Sohnemanns Wunsch war es, eine Gepäckfahrt auf einem möglichst einsamen Fluss zu machen, mit wildem Zelten, Angeln, Lagerfeuer, Brotbacken und allem was dazu gehört. Die Definition von „einsam“ war: keine Menschen außer uns! Da es solche Flüsse in Europa außer in Skandinavien und dem nördlichen Russland eigentlich nicht mehr gibt, war die Suche schon beschränkt und es war damit leider auch schon klar, dass unter „allem was dazu gehört“ mit Sicherheit Milliarden von Mücken zählen.

Eine Recherche im Internet ergab eine Fülle von interessanten Flüssen in Schweden. Norwegens Flüsse sind entweder für eine Befahrung mit Kanadier zu wild oder sind – wie der Glomma – nicht einsam genug. Aber auch in Schweden galt es Kompromisse zu finden. Die Flüsse Lapplands sind zwar einsam, aber aufgrund der Topografie des nördlichen Schwedens wechseln sich auf den meisten dieser Flüsse lange Seeabschnitte mit teils heftigen Stromschnellen ab, die dann (infolge des Faktors „einsam“) auch noch schwierig zu umtragen sind. Die weiter südlich gelegenen Klassiker wie Klarälven oder Svartälven sind zwar Ende August alles andere als überlaufen, werden aber doch meistens von einer Straße begleitet. Die Auswahl war also nicht einfach … bis wir den Harkan fanden …den idealen Fluss für eine stressfreie mehrtägige Wanderfahrt die dennoch das Prädikat einsam verdient.

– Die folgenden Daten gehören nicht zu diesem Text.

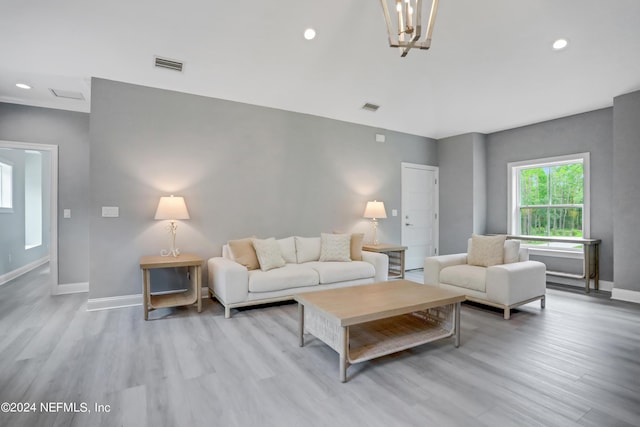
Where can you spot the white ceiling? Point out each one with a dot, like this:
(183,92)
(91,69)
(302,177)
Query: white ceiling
(490,67)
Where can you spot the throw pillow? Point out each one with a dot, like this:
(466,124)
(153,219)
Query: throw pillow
(335,247)
(243,253)
(511,251)
(357,239)
(356,246)
(269,254)
(288,249)
(307,249)
(486,250)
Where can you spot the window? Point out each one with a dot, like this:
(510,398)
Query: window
(6,187)
(550,197)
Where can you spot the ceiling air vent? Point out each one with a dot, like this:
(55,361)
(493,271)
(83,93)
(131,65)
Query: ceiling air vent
(68,94)
(169,64)
(370,107)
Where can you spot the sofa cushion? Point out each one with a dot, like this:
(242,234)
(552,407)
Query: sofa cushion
(486,251)
(307,249)
(289,276)
(332,272)
(288,250)
(511,251)
(243,253)
(269,254)
(335,247)
(465,276)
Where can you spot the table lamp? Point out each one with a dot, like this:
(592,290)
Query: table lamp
(172,208)
(375,210)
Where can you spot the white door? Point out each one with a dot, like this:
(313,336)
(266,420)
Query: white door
(419,213)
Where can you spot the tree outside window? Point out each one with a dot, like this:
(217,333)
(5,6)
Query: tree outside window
(550,197)
(552,200)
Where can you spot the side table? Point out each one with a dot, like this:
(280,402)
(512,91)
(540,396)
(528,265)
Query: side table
(395,254)
(190,296)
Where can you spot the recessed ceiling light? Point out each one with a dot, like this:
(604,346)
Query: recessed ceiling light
(309,34)
(560,44)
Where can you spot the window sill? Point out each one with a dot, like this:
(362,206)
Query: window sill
(555,253)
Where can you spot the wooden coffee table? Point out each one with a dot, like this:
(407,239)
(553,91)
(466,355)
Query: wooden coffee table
(369,321)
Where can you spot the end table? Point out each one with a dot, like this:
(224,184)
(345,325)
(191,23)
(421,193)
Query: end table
(190,296)
(395,254)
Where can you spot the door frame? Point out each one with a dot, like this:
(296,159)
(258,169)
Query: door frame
(436,231)
(53,217)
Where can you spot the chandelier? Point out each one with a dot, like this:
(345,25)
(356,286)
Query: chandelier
(409,24)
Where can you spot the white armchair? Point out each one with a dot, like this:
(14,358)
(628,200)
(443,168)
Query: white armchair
(503,285)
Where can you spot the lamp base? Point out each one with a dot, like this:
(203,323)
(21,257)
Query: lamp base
(174,252)
(374,224)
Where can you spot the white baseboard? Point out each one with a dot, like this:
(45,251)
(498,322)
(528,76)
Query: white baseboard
(604,285)
(72,288)
(625,295)
(107,303)
(23,270)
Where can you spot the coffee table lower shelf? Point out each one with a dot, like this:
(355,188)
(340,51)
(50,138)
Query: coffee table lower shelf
(369,340)
(382,337)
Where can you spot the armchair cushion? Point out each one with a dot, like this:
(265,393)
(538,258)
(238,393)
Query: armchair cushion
(465,276)
(486,251)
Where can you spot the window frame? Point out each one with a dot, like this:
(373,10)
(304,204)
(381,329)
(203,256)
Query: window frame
(6,169)
(513,205)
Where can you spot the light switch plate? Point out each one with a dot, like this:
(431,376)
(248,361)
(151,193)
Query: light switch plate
(110,212)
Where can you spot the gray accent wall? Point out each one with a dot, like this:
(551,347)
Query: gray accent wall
(70,132)
(626,190)
(463,190)
(244,170)
(589,132)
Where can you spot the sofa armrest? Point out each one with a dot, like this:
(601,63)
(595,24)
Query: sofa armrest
(380,262)
(512,283)
(433,265)
(228,280)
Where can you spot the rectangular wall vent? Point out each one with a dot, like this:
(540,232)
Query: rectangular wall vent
(169,64)
(370,107)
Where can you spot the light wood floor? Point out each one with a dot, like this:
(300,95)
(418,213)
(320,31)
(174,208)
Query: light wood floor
(576,363)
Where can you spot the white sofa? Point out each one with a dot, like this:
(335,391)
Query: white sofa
(233,285)
(503,285)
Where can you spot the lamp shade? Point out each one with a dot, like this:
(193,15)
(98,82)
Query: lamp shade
(374,210)
(171,207)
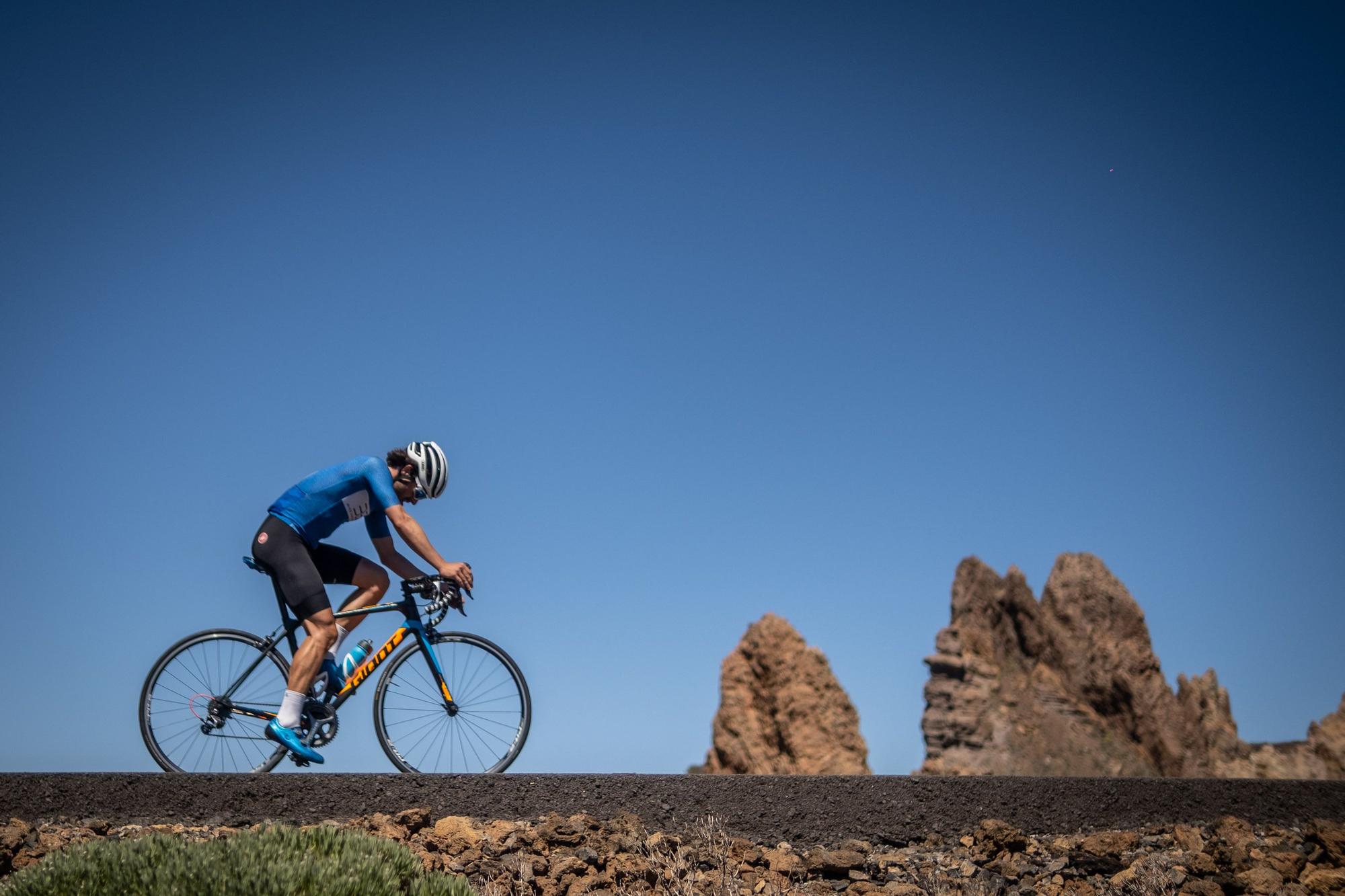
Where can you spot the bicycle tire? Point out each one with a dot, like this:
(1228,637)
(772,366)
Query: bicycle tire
(484,674)
(192,680)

Nach kurzer Überzeugungsarbeit (siehe oben) konnte sich auch Barbara für das Vorhaben erwärmen und schon konnte es losgehen. Klar, die Anfahrt zieht sich: wir haben die Route über Rostock gewählt. Auf der kurzen nächtlichen Überfahrt nach Trelleborg haben wir Isomatten und Schlafsäcke ausgerollt und an einer überdachten und überraschend trockenen Stelle an Deck 5h schlafen können … der völlig überbelegte kleine Raum mit Pullmann-Sitzen war ohne hin nicht attraktiv. Von Trelleborg ging es dann über Göteborg und später den Inlandsvägen (E45) hoch bis nach Östersund. Insgesamt knapp 2000km aber die Fahrerei in Schweden ist wegen der schönen Landschaft doch recht kurzweilig.

Nicht weit von Östersund liegt das kleine Städtchen Lit, in dem sich ein schöner Campingplatz mit Kanustation befindet, der sich als Endpunkt unserer Tour mehr als aufdrängt. (www.litscamping.com) Die Kanustation vermietet neben Kanadiern auch komplette Camping-Ausrüstungen und bietet voll ausgerüsteten Paddlern auch einen Shuttle-Service an. Während die Preise für den Verleih sehr fair sind wird beim Shuttle kräftig zugelangt. Wir entschieden uns für die Fahrt mit dem eigenen Auto, da die Einsatzstelle problemlos mit dem einmal täglich (außer Wochenende) verkehrenden Bus für knapp 30€ erreichbar ist. Das Abstellen des Autos ist in Schweden ohnehin kein Problem.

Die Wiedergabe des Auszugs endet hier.